Catastrophe de Buizingen: le parquet poursuit le conducteur, la SNCB et Infrabel

Le parquet de Hal Vilvoorde estime qu'il y a eu plusieurs négligences et demande le renvoi du conducteur du train Louvain-Braine-le-Comte, de la SNCB et d'Infrabel devant le tribunal de police de Hal. Les trois parties sont mises en cause. Le conducteur risque jusqu'à 5 ans de prison et 3000€ d'amende et Infrabel et SNCB risque jusqu'à 600 000 € d'amende.  

Le conducteur aurait ignoré un feu rouge et la SNCB ainsi qu'Infrabel auraient négligé la sécurité de l'infrastructure ferroviaire et des trains. 

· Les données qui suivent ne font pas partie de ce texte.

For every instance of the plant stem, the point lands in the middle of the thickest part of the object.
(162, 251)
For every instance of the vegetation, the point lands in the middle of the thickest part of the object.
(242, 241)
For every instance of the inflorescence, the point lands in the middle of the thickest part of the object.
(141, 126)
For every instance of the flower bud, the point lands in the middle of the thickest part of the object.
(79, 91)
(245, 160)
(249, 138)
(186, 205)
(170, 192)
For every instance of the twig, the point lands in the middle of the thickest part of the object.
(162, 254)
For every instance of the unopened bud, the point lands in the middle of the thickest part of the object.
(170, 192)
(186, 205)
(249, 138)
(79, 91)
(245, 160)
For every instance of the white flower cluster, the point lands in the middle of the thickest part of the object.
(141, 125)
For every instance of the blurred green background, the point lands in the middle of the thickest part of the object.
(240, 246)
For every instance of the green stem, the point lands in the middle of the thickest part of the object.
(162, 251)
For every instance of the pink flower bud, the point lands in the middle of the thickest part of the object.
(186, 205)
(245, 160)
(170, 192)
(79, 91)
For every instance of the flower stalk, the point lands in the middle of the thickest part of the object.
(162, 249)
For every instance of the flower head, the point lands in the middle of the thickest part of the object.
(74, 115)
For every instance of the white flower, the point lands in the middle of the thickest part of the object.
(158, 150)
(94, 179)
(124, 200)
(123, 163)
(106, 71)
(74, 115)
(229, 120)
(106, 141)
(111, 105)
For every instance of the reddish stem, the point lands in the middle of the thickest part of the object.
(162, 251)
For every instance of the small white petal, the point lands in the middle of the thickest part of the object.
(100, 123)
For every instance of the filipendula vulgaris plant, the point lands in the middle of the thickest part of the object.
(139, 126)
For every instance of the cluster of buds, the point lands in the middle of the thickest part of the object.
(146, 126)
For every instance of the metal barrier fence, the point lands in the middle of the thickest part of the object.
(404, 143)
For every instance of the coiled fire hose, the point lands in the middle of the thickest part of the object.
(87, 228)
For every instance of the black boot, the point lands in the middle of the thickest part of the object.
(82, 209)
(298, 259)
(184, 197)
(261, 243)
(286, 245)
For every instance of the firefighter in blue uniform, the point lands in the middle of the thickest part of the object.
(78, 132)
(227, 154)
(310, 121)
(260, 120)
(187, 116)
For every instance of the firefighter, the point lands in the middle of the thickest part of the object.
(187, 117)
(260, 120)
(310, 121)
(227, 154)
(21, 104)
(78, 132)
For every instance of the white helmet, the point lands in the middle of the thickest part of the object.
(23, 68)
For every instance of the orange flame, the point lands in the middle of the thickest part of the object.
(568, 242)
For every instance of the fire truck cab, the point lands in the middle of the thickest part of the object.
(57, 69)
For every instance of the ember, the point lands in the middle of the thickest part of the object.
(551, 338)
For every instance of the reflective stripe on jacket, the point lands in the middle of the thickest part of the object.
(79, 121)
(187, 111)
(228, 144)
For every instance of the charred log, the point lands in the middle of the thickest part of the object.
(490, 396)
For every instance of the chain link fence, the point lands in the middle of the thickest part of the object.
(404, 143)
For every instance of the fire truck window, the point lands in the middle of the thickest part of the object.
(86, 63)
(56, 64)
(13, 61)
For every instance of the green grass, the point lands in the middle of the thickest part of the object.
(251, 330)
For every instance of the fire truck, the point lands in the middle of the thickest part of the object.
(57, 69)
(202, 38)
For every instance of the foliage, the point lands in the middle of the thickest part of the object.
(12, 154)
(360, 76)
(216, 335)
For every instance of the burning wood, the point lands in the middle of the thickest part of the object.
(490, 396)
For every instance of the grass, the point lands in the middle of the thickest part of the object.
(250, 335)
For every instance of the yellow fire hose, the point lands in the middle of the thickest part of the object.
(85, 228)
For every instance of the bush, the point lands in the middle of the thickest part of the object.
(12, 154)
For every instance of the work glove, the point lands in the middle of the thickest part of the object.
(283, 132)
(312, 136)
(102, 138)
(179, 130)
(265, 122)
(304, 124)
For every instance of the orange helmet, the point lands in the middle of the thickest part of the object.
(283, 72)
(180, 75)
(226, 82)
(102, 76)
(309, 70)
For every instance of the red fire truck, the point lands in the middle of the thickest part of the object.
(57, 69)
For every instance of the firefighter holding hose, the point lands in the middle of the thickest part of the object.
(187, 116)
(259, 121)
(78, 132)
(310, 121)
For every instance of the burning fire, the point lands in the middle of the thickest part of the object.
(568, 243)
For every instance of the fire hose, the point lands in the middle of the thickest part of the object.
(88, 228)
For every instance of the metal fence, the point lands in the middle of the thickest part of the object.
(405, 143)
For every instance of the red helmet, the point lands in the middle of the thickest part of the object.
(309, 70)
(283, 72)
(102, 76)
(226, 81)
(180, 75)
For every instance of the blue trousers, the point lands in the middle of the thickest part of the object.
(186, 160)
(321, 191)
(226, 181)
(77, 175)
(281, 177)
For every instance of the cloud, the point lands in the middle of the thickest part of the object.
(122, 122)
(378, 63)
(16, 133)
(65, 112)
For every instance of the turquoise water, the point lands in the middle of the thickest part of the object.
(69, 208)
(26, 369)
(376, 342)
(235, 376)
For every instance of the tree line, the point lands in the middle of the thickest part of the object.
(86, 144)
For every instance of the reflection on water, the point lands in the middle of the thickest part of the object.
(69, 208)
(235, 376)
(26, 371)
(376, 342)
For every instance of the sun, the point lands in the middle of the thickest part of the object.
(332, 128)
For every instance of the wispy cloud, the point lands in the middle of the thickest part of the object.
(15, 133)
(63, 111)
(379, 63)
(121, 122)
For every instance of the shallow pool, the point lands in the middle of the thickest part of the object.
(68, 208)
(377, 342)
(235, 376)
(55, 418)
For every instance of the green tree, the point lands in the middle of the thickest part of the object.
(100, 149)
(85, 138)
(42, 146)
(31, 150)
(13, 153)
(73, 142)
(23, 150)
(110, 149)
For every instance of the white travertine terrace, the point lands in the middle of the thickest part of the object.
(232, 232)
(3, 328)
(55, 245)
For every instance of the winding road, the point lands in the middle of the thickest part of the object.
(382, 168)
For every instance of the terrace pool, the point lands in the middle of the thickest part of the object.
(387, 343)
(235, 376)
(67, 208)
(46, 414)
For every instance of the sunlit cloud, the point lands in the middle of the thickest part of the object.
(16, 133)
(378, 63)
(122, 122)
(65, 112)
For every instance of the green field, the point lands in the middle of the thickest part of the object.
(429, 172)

7 ans après la catastrophe

Les réquisitions finales du parquet tombent plus de sept ans après la catastrophe ferroviaire. Le 15 février 2010, un train en direction de Braine-le-Comte et un train IC au départ de Quiévrain, à destination de Liège-Guillemins, étaient entrés en collision à hauteur de Buizingen. L'accident avait causé la mort de 19 personnes et fait 162 blessés, dont 11 grièvement.

Le parquet de Bruxelles avait ouvert une enquête judiciaire, qui a été reprise ensuite par le parquet de Hal-Vilvorde. L'enquête a révélé que le conducteur du train avait franchi un feu rouge. L'homme a toujours nié sa responsabilité dans l'accident mais un doute subsisterait sur sa version des faits après l'analyse des éléments de conduite et de la signalisation.

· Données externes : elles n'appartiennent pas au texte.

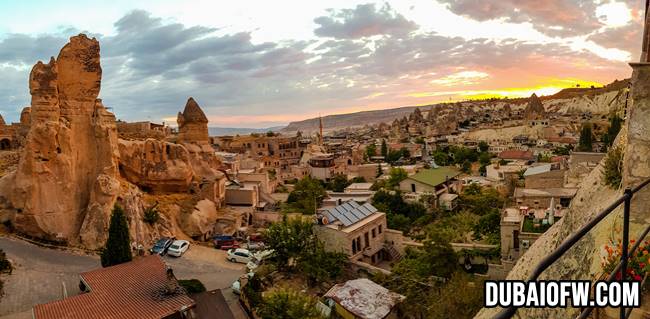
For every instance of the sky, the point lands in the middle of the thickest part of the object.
(266, 63)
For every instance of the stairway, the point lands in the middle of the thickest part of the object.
(392, 252)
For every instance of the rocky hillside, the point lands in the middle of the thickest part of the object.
(572, 100)
(357, 119)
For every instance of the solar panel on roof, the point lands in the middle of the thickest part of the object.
(350, 212)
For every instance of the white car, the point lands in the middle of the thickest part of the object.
(258, 258)
(239, 255)
(178, 248)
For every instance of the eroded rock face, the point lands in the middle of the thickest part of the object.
(534, 110)
(156, 165)
(65, 185)
(192, 124)
(200, 221)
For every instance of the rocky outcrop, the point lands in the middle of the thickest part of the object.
(65, 185)
(192, 124)
(155, 165)
(199, 223)
(534, 110)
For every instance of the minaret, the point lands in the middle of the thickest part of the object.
(320, 125)
(646, 39)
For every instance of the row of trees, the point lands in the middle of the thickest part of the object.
(585, 143)
(391, 156)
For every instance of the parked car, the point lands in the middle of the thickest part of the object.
(258, 259)
(236, 286)
(254, 245)
(239, 255)
(178, 248)
(161, 246)
(225, 242)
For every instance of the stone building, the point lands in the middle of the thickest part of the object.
(192, 124)
(359, 231)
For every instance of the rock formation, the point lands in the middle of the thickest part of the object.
(534, 110)
(192, 124)
(156, 165)
(65, 185)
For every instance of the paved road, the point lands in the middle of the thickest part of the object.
(40, 274)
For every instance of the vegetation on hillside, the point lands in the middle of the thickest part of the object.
(117, 249)
(613, 170)
(298, 250)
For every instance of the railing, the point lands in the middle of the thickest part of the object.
(626, 199)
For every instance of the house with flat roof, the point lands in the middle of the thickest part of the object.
(356, 230)
(436, 181)
(144, 288)
(363, 299)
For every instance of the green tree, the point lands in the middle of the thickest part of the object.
(585, 142)
(483, 146)
(117, 249)
(319, 265)
(441, 158)
(613, 172)
(358, 179)
(338, 183)
(396, 176)
(307, 195)
(288, 304)
(615, 124)
(480, 201)
(289, 239)
(460, 297)
(398, 222)
(488, 227)
(435, 258)
(371, 150)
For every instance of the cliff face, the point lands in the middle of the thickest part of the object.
(65, 184)
(583, 260)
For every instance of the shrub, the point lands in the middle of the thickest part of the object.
(192, 286)
(613, 168)
(117, 249)
(151, 215)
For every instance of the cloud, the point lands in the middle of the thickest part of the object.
(363, 57)
(553, 17)
(363, 21)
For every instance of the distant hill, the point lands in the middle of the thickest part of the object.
(359, 119)
(356, 119)
(219, 131)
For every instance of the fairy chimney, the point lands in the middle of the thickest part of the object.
(192, 124)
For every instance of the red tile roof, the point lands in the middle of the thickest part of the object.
(129, 290)
(516, 154)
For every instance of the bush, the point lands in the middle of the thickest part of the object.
(288, 304)
(151, 215)
(613, 168)
(117, 249)
(192, 286)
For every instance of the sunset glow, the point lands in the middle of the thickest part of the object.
(247, 68)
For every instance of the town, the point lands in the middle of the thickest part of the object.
(403, 215)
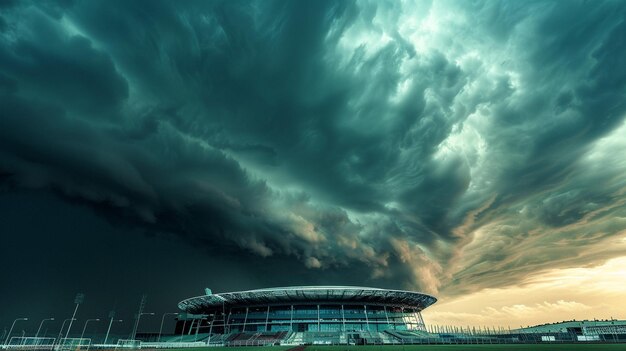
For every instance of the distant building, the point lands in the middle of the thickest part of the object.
(585, 330)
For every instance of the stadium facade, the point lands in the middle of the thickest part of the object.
(304, 314)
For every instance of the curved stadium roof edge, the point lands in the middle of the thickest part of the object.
(309, 293)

Le parquet veut désormais poursuivre le conducteur devant le tribunal de police de Hal.  Outre une amende, il risque cinq ans de prison. 

Infraction à l’article 422 du code pénal

Le parquet veut désormais poursuivre le conducteur du train, la SNCB et Infrabel pour trois infractions à l'article 422 du Code pénal.

La première est d'avoir été involontairement la cause d'un accident ferroviaire de nature à mettre en péril les personnes qui s'y trouvaient, avec la circonstance que l'accident a entraîné la mort. La deuxième, d'avoir été involontairement la cause d'un accident ferroviaire de nature à mettre en péril les personnes qui s'y trouvaient, avec la circonstance que l'accident a entraîné des lésions corporelles puisqu'au moins 310 victimes ont été dénombrées. La troisième est d'avoir été involontairement la cause d'un accident ferroviaire de nature à mettre en péril les personnes qui s'y trouvaient.

Le réquisitoire s’appuie sur les rapports de 5 experts. Le conducteur du train "P" n’aurait pas respect un signal, mais la vétusté du matérielle est aussi mise en cause (SNCB), ainsi que la signalisation d’Infrabel.

Pas de procès avant  2018

Le 24 avril 2017, la chambre du conseil entendra le réquisitoire du parquet Hal-Vilvoorde et les conclusions des autres parties, mais des demandes de devoirs complémentaires seront possibles et la date pourrait être reportée. La décision de renvoyer l’affaires devant le tribunal de police, compte tenu des possibilités de recours, pourrait reporter le procès à l'horizon 2018.